Influence of Estrogenic Metabolic Pathway Genes Polymorphisms on Postmenopausal Breast Cancer Risk

Micaela Almeida  1 Mafalda Soares  1 José Fonseca-Moutinho  1   2 Ana Cristina Ramalhinho  1   2 Luiza Breitenfeld  1
Affiliations

Influence of Estrogenic Metabolic Pathway Genes Polymorphisms on Postmenopausal Breast Cancer Risk

Micaela Almeida et al.
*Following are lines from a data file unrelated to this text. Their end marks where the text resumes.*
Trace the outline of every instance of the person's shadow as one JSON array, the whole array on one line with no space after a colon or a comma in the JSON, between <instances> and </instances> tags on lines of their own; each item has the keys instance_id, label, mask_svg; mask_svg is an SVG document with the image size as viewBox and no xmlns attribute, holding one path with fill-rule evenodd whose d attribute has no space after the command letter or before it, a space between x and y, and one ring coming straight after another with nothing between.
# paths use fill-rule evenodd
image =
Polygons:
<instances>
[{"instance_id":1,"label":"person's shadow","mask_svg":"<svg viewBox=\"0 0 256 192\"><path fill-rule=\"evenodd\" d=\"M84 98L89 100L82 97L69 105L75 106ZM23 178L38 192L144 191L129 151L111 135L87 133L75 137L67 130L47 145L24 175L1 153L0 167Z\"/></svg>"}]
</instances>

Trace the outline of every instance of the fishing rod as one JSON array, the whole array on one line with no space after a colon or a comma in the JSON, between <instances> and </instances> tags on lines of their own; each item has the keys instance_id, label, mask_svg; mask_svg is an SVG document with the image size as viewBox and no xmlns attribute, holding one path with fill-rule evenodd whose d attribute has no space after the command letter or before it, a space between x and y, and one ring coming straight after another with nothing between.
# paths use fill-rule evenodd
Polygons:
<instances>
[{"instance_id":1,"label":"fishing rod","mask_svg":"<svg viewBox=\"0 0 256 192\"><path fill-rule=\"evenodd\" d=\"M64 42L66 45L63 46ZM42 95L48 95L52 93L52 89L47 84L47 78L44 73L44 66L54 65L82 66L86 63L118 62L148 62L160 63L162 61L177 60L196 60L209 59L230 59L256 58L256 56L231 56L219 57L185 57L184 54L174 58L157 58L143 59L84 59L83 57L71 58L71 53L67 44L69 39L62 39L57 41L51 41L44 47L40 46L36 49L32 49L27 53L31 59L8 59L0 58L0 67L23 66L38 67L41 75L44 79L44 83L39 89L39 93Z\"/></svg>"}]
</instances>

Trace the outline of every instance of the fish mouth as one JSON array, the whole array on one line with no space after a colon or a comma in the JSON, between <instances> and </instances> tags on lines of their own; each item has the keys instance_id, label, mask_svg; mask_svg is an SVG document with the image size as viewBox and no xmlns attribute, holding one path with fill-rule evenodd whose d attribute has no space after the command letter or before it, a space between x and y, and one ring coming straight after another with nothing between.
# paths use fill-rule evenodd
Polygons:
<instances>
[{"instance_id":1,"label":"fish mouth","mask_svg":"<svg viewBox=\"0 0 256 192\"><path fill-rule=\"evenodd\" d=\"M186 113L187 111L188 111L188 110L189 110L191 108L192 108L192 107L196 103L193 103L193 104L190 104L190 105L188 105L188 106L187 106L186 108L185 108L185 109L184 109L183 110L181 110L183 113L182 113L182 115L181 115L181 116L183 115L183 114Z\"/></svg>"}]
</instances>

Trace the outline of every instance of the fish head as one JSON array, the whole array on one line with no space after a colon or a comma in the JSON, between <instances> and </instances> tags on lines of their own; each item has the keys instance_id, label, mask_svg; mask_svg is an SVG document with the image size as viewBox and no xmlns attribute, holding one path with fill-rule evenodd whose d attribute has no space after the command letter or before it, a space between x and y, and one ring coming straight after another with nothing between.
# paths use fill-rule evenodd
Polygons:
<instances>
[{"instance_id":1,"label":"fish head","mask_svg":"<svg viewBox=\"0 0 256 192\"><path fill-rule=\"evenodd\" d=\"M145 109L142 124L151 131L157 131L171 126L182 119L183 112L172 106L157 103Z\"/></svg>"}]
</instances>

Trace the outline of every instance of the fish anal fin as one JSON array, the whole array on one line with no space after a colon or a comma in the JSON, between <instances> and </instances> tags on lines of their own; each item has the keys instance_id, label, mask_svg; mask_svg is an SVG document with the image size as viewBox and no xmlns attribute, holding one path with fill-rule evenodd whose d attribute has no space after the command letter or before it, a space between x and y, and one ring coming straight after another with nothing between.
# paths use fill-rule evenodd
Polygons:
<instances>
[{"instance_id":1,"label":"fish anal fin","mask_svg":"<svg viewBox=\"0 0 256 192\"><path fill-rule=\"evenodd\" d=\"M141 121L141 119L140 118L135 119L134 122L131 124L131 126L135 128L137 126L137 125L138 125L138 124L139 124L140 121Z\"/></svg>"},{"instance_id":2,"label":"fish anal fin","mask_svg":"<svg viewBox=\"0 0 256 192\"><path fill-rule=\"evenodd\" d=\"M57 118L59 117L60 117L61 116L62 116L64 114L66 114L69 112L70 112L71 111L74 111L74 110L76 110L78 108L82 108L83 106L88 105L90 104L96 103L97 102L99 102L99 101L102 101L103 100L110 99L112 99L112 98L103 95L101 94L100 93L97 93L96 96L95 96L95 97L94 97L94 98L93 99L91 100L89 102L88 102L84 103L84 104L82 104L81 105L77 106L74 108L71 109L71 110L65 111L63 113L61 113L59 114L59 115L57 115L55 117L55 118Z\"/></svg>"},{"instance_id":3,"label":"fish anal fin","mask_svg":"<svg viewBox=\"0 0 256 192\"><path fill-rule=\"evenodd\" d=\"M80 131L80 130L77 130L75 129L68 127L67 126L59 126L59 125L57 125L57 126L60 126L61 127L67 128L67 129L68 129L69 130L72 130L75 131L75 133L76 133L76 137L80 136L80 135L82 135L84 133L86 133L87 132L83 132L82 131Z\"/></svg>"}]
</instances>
Pharmaceuticals (Basel). .

Abstract

Estrogen metabolism plays an important role in tumor initiation and development. Lifetime exposure to high estrogens levels and deregulation of enzymes involved in estrogen biosynthetic and metabolic pathway are considered risk factors for breast cancer. The present study aimed to evaluate the impact of mutations acquisition during the lifetime in low penetrance genes that codify enzymes responsible for estrogen detoxification. Genotype analysis of GSTM1 and GSTT1 null polymorphisms, CYP1B1 Val432Leu and MTHFR C677T polymorphisms was performed in 157 samples of women with hormone-dependent breast cancer and correlated with the age at diagnosis. The majority of patients with GSTT1 null genotype and with both GSTM1 and GSTT1 null genotypes were 50 years old or more at the diagnosis (p-value = 0.021 and 0.018, respectively). Older women with GSTM1 null genotype were also carriers of the CYP1B1Val allele (p-value = 0.012). As well, GSTT1 null and CYP1B1Val genotypes were correlated with diagnosis at later ages (p-value = 0.022). Similar results were found associating MTHFR C677T and GSTT1 null polymorphism (p-value = 0.034). Our results suggest that estrogen metabolic pathway polymorphisms constitute a factor to be considered simultaneously with models for breast cancer risk assessment.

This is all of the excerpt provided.